Columns Assertion

An assertion of type columns allows you to verify schema properties, like specific types of columns or presence/absence of individual columns.


kind: columns
description: "Verify correctness of column names and types"
mapping: facts_all
 - "network IS PRESENT"
 - "xyz IS ABSENT"
 - "campaign IS OF TYPE (int,BIGINT)"
 - "lineitem IS OF TYPE float"

A more complete example (with the required top level entities) could look as follows:

    kind: verify
        kind: columns
        description: "Verify correctness of column names and types"
        mapping: facts_all
          - network IS PRESENT
          - xyz IS ABSENT
          - campaign IS OF TYPE (int,BIGINT)
          - lineitem IS OF TYPE float

Another example using the assertion inside a test:

        kind: columns
        description: "Assert correctness of column names and types"
        mapping: cube_pricing
          - campaign IS OF TYPE (int,long)
          - lineitem IS OF TYPE string
          - imps IS OF TYPE long
          - price IS OF TYPE float 


  • kind (mandatory) (type: string): columns

  • description (optional) (type: string): A textual description of the assertion

  • mapping (optional) (type: srting): The name of the mapping which is to be tested.

  • expected (optional) (type: list:srting): A list of column schema expressions.

Column Schema Expressions

In order to verify type properties of columns, Flowman provides a small expression language.
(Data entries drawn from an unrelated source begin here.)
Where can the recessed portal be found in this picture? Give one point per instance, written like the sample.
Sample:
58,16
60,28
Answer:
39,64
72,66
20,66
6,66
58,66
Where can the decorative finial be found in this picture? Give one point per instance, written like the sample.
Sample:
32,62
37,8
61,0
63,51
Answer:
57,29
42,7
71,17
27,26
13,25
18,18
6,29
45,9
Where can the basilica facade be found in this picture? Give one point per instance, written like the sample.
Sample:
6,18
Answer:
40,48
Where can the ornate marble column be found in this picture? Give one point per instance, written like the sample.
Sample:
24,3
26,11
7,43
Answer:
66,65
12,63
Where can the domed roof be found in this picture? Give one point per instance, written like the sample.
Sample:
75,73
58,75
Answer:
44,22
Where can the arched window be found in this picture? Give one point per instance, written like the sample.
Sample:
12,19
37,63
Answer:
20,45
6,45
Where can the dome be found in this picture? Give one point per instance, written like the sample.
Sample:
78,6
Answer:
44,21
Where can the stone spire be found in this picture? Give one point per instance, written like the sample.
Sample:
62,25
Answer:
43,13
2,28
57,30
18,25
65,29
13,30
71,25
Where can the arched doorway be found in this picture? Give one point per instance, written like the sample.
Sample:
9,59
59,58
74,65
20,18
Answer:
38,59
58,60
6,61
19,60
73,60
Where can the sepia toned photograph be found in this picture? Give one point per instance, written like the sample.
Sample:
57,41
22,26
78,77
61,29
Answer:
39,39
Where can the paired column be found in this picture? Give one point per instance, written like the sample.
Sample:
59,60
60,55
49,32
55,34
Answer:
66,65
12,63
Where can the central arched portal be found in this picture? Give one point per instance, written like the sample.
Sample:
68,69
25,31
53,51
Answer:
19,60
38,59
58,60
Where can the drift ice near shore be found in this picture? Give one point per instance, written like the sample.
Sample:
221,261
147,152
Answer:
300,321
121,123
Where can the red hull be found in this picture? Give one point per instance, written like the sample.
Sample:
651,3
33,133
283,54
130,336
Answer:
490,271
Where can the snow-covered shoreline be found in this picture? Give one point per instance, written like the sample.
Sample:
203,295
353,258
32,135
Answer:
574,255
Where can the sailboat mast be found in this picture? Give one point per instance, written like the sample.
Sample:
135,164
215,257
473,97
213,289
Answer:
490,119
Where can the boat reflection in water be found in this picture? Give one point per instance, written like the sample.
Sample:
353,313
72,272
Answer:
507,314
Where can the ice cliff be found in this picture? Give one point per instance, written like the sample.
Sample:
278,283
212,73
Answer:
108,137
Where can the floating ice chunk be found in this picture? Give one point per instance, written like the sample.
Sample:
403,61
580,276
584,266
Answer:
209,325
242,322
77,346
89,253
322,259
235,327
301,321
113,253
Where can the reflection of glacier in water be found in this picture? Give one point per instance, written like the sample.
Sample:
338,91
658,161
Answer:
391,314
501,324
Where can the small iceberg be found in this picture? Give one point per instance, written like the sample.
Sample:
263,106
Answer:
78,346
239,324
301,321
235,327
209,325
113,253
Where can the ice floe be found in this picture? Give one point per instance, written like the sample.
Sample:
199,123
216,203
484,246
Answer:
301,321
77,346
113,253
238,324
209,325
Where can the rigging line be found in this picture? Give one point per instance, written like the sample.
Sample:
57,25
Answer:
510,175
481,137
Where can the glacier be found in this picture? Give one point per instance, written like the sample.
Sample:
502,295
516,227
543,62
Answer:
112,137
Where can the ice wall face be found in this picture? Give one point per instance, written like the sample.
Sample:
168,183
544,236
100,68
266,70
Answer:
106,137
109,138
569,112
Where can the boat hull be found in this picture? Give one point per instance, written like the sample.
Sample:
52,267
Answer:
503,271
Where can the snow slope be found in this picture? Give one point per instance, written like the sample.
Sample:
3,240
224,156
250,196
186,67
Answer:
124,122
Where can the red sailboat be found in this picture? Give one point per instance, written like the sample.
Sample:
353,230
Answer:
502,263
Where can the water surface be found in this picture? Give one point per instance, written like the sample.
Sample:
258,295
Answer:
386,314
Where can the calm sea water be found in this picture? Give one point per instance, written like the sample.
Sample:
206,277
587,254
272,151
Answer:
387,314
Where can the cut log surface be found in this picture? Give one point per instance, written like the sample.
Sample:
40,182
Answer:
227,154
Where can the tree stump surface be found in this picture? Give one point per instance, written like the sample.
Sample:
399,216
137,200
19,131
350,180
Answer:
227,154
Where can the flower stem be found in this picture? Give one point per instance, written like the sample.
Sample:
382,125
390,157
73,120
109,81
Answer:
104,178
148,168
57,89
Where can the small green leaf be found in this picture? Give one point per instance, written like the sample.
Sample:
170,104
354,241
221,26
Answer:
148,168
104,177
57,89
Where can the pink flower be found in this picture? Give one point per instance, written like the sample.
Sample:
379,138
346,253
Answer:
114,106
Currently the following four expressions a supported:

  • <column_name> IS PRESENT: Verifies that a column called column_name is present in the schema. The check is case insensitive.

  • <column_name> IS ABSENT: Verifies that a column called column_name is not present in the schema. The check is case insensitive.

  • <column_name> IS OF TYPE <typename>: Verifies that a column called column_name is present in the schema and that it is of type typename. All Spark SQL types are allowed.

  • <column_name> IS OF TYPE (<typename_1>, <typename_2>, ...): Verifies that a column called column_name is present in the schema and that it is of one of the types typename_1, typename_2, …. All Spark SQL types are allowed.